WILTSHIRE MPs Robert Buckland and Claire Perry were last night facing calls to resign their ministerial jobs, after they abstained on a critical Brexit vote.

Members of parliament voted by 321 votes to 278 to reject a no-deal Brexit. It meant a second night of defeat for prime minister Theresa May, whose original motion would have stopped the UK crashing out of the EU with no deal on March 29 but would have kept the option on the table.

Mr Buckland and Ms Perry were among 17 ministers who did not cast their ballots in the crucial no-deal vote. Others included work and pensions secretary Amber Rudd.

It is as yet unclear what will happen to the two MPs. Mr Buckland has served as South Swindon’s member of parliament since 2010 and Ms Perry was voted in by her Devizes constituents in the same year.

A Downing Street source late last night said ministers who voted against the government would be expected to resign, but did not clarify what would happen to those who abstained.

"Voting against the government is a resigning matter," the source told the Press Association.
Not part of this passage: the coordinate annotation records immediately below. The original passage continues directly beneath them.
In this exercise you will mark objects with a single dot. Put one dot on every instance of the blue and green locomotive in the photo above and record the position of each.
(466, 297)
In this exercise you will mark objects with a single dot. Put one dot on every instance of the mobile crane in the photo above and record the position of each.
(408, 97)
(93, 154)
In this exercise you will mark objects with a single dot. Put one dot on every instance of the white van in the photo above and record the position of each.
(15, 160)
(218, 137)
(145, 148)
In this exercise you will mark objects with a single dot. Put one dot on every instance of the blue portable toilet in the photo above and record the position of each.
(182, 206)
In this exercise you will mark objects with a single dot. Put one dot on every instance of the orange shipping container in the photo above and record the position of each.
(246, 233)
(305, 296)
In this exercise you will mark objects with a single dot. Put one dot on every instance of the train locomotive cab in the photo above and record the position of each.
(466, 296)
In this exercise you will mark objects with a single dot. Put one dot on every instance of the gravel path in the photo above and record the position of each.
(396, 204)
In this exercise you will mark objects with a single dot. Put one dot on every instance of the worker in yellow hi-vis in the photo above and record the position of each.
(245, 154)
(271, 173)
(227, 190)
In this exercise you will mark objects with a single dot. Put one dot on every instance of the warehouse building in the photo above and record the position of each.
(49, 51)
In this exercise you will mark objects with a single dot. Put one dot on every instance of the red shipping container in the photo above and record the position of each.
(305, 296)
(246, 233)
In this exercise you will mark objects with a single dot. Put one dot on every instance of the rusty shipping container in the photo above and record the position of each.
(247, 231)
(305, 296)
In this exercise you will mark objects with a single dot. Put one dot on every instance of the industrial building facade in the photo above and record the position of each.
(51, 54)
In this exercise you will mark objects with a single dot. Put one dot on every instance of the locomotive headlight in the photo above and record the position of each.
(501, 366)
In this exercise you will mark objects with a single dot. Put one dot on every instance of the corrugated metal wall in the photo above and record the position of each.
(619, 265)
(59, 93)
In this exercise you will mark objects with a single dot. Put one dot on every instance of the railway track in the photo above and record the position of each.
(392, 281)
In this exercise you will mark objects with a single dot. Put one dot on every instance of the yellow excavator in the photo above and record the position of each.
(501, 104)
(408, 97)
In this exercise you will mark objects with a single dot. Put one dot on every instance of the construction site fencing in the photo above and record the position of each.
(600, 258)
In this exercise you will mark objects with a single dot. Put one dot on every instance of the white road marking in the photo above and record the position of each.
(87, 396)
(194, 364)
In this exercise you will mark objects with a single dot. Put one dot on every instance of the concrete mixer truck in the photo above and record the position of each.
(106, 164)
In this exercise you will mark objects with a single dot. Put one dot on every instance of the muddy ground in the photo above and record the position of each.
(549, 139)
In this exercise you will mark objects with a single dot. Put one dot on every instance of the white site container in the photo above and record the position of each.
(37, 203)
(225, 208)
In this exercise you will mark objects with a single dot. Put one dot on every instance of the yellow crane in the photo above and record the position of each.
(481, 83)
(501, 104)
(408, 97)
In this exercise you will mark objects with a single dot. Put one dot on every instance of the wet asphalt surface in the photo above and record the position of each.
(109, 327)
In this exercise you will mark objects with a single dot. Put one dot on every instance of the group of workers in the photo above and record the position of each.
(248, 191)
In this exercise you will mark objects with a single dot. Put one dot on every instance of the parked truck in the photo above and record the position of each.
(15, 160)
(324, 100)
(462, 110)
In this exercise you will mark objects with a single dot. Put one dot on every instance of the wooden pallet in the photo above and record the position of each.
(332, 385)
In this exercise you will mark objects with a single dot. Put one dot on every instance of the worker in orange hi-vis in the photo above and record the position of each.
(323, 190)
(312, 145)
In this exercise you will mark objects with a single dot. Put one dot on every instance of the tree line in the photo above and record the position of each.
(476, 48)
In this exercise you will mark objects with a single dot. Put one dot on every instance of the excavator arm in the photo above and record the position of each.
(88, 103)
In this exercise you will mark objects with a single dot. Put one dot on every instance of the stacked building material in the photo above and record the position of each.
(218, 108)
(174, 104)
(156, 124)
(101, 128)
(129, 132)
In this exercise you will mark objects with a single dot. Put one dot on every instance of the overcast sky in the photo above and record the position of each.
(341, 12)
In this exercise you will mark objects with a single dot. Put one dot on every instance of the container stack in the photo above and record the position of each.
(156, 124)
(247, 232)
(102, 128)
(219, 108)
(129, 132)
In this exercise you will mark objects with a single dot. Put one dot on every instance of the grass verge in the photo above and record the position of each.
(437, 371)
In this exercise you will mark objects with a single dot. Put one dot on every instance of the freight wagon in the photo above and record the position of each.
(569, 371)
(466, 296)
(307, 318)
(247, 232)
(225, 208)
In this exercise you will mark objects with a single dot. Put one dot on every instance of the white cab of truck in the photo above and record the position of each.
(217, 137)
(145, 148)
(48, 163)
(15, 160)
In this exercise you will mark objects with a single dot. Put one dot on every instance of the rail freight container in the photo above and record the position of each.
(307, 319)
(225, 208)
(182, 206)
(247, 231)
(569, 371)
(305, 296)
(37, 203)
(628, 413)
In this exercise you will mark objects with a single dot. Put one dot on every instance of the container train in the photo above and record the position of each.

However, Sky News later reported the ministers were unlikely to be asked to resign. Only Sarah Newton, a DWP minister who actively voted against the prime minister, would go.

On social media last night, there were calls for the abstaining ministers to step down. One man, who claimed to be Mr Buckland’s constituent, said: “I will do my best to ensure South Swindon do not elect him again.” Nick Martin, the chairman of the Swindon Conservative Association, was said to be absolutely backing his South Swindon MP.

Justin Tomlinson, North Swindon MP, called on fellow politicians to “dig themselves out of their respective trenches and compromise to break the deadlock”.

Speaking after the government's defeat yesterday Mr Tomlinson said: "The public and businesses are clear they want a Deal which delivers Brexit, ends uncertainty and allows everyone to move on.”

Mrs May told MPs she accepted there was a clear majority against no-deal in the Commons.

But she insisted no-deal remains the default option in UK and EU law unless a withdrawal agreement is reached.

MPs are expected to today debate a government motion to extend the Brexit date from March 29 to June 30.

  • A previous version of this article listed Philip Hammond, rather than Stephen Hammond as one of the ministers to abstain from voting. The Swindon Advertiser would like to apologise for this error.